Aileye saygı, Konfüçyüsçülükte vurgulanan, kişinin ebeveynlerine ve atalarına karşı saygı ve bağlılık erdemidir. Ebeveynleri onurlandırmayı ve onlara özen göstermeyi, isteklerine itaat etmeyi ve aile geleneklerini sürdürmeyi içerir.
Taoizm nedir?
Taoizm, kökeni antik Çin'e dayanan felsefi ve ruhani bir gelenektir. "Yol" veya "Doğanın Yolu" olarak çevrilebilecek Tao kavramı etrafında döner. Taoizm, yaşamın doğal akışıyla uyum içinde yaşamayı ve içsel dengeyi geliştirmeyi vurgular.

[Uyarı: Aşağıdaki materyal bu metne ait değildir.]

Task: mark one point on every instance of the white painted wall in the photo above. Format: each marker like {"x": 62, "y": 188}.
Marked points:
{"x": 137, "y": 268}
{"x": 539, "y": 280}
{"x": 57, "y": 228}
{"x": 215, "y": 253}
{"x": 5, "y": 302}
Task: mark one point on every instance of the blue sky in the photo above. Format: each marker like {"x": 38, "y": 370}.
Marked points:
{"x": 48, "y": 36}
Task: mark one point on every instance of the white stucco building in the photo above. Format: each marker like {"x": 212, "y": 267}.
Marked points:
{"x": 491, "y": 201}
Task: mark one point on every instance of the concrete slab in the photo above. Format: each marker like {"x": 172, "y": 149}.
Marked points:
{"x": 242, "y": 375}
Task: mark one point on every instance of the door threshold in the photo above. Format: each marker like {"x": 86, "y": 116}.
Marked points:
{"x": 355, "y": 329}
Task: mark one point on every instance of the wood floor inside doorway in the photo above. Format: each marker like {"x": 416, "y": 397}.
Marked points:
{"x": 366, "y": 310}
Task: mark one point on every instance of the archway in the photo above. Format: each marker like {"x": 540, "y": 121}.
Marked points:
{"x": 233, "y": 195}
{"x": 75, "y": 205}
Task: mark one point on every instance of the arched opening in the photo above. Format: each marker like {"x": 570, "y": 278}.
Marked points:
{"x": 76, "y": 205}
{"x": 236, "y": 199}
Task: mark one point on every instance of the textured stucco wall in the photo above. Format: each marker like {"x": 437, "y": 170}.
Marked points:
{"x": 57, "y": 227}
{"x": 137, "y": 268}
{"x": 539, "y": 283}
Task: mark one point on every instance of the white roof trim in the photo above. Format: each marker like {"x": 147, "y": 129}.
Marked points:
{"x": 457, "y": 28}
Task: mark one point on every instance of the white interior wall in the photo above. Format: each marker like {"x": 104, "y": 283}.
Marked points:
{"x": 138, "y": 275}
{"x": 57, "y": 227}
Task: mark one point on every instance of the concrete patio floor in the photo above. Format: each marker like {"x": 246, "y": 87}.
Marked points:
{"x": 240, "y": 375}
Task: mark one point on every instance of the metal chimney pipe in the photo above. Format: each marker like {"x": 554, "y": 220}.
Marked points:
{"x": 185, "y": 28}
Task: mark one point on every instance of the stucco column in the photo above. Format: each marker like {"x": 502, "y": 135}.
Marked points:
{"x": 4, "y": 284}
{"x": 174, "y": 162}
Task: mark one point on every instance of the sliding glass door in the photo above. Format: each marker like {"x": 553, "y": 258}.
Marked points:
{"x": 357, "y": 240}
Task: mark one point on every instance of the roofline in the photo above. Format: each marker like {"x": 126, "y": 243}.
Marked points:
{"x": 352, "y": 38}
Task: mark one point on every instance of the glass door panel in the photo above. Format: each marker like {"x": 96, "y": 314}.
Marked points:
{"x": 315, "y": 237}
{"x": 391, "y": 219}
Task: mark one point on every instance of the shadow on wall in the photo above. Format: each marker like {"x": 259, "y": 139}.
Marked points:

Taoizm'de Yin ve Yang'ın önemi nedir?
Yin ve Yang, Taoizm'de her şeyin birbirine bağlılığını ve ikiliğini temsil eden tamamlayıcı güçler veya enerjilerdir. Yin karanlık, dişilik ve pasiflikle ilişkilendirilirken, Yang ışığı, erkekliği ve aktiviteyi temsil eder. Yin ve Yang'ın dengesi ve etkileşimi uyum ve esenlik için gerekli görülür.
Taoizm'de Tao Te Ching nedir?
Tao Te Ching, Taoizm'de filozof Lao Tzu'ya atfedilen merkezi bir metindir. Tao'nun doğasını, uyum içinde yaşama sanatını ve bilgelik, sadelik ve eylemsizlik (wu wei) ilkelerini araştıran şiirsel dizelerden oluşur.